Charles Laban Abernethy
Member of the U.S. House of Representatives
from North Carolina's 3rd district
In office
November 7, 1922 – January 3, 1935
Preceded bySamuel M. Brinson
Succeeded byGraham Arthur Barden
Personal details
Born(1872-03-18)March 18, 1872
Rutherford College, North Carolina
DiedFebruary 23, 1955(1955-02-23) (aged 82)
New Bern, North Carolina
Political partyDemocratic

Charles Laban Abernethy (March 18, 1872 – February 23, 1955) was a Democratic U.S. Congressman from North Carolina between 1922 and 1935.

Born in Rutherford College, North Carolina, Abernethy attended local public schools in Rutherford College before moving to Beaufort, North Carolina in 1893. There, he founded the Beaufort Herald newspaper. Abernethy studied law at the University of North Carolina at Chapel Hill and was admitted to the bar in 1895. Practicing law in Beaufort, he was solicitor of the third (later the fifth) judicial circuit for twelve years, and a member of the executive committee of the North Carolina Democratic Party between 1898 and 1900.

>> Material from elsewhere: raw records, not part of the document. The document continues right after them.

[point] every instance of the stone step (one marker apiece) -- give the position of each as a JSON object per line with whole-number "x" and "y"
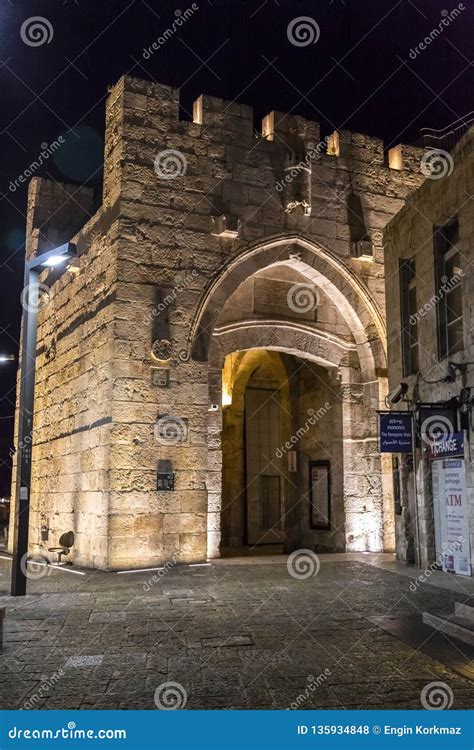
{"x": 457, "y": 627}
{"x": 466, "y": 611}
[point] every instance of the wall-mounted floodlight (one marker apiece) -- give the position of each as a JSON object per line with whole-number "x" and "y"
{"x": 53, "y": 258}
{"x": 398, "y": 393}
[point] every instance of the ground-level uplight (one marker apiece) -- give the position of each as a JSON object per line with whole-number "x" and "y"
{"x": 33, "y": 268}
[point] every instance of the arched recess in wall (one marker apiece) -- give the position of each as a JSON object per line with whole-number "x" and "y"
{"x": 321, "y": 267}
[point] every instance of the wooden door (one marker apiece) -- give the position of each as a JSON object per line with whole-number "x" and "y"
{"x": 265, "y": 483}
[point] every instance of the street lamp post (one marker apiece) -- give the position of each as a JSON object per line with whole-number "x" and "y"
{"x": 25, "y": 408}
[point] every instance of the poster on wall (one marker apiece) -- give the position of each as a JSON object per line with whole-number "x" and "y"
{"x": 396, "y": 432}
{"x": 451, "y": 513}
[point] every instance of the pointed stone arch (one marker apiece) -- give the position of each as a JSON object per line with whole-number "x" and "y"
{"x": 320, "y": 266}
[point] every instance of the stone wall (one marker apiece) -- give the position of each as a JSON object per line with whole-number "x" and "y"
{"x": 410, "y": 234}
{"x": 167, "y": 252}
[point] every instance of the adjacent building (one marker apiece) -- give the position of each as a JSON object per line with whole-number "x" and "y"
{"x": 429, "y": 280}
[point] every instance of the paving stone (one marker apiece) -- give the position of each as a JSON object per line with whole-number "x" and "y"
{"x": 236, "y": 650}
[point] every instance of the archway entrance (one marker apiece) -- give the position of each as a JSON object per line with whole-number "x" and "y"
{"x": 295, "y": 354}
{"x": 281, "y": 452}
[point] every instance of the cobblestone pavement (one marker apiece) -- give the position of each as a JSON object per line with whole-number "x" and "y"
{"x": 231, "y": 636}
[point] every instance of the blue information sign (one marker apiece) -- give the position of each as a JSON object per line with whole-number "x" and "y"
{"x": 396, "y": 432}
{"x": 448, "y": 445}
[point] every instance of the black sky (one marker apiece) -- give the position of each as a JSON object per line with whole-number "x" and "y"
{"x": 359, "y": 75}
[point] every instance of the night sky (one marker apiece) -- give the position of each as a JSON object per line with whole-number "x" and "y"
{"x": 359, "y": 75}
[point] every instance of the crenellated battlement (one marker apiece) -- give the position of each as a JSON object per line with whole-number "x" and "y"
{"x": 157, "y": 106}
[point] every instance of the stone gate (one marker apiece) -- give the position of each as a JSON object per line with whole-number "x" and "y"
{"x": 228, "y": 265}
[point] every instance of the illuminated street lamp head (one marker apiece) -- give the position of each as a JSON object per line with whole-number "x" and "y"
{"x": 55, "y": 260}
{"x": 53, "y": 257}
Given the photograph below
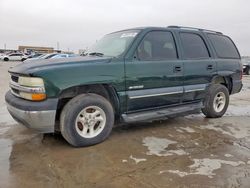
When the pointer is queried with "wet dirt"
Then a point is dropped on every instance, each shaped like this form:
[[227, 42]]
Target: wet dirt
[[189, 151]]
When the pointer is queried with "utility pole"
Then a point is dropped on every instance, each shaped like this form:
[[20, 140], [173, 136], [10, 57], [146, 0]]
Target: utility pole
[[57, 45]]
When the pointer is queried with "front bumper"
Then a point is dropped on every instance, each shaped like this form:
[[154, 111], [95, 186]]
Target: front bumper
[[35, 115]]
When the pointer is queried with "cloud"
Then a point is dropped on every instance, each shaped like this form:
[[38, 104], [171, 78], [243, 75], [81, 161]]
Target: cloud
[[77, 24]]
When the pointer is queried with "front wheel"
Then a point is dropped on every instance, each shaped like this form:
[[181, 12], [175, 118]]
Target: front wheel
[[216, 101], [86, 120]]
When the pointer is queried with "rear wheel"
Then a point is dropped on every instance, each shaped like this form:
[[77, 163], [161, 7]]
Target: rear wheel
[[86, 120], [216, 101]]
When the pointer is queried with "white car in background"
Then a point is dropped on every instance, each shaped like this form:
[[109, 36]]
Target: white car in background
[[14, 57]]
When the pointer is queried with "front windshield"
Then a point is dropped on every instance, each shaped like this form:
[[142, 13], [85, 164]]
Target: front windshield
[[113, 44]]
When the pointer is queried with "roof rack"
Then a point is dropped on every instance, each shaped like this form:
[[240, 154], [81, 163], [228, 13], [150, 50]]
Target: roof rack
[[193, 28]]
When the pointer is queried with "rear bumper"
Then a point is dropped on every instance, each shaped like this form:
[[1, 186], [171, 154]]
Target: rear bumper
[[39, 116]]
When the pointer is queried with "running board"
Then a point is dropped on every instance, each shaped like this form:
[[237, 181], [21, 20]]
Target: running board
[[163, 113]]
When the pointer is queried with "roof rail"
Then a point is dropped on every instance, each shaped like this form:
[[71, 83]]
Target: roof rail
[[193, 28]]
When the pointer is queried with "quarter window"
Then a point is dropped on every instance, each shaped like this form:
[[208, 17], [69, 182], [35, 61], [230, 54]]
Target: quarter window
[[224, 46], [193, 46], [157, 45]]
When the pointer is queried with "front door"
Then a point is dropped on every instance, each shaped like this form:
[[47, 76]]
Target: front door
[[199, 67], [154, 76]]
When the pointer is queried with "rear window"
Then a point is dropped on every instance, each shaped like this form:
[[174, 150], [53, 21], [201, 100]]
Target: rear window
[[193, 46], [224, 46]]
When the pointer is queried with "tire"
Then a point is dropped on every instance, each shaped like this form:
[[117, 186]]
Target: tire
[[76, 125], [216, 101]]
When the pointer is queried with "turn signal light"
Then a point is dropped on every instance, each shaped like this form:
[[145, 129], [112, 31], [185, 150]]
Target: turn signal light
[[38, 96]]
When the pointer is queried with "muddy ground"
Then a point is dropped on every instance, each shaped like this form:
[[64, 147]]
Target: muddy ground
[[189, 151]]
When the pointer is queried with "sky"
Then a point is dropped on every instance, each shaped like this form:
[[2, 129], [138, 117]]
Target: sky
[[77, 24]]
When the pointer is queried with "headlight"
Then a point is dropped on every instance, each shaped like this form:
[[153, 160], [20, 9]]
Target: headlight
[[31, 81], [30, 88]]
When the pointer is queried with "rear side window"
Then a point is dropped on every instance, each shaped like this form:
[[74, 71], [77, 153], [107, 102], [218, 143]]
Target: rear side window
[[156, 46], [193, 46], [224, 46]]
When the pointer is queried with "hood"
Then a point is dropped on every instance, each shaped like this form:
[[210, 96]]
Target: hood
[[27, 68]]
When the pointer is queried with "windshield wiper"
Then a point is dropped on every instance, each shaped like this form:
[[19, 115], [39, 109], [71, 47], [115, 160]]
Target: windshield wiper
[[96, 54]]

Abernethy moved to New Bern, North Carolina in 1913, and continued to practice law there. In 1922, he was chosen, in a special election, to fill the seat vacated by the death of Rep. Samuel M. Brinson; he was re-elected to five more terms, serving between November 7, 1922 and January 3, 1935, before being defeated for re-election in 1934. After leaving Congress, he resumed his law practice, retiring in 1938.

Abernethy died in 1955 in New Bern and is buried in Cedar Grove Cemetery.[1]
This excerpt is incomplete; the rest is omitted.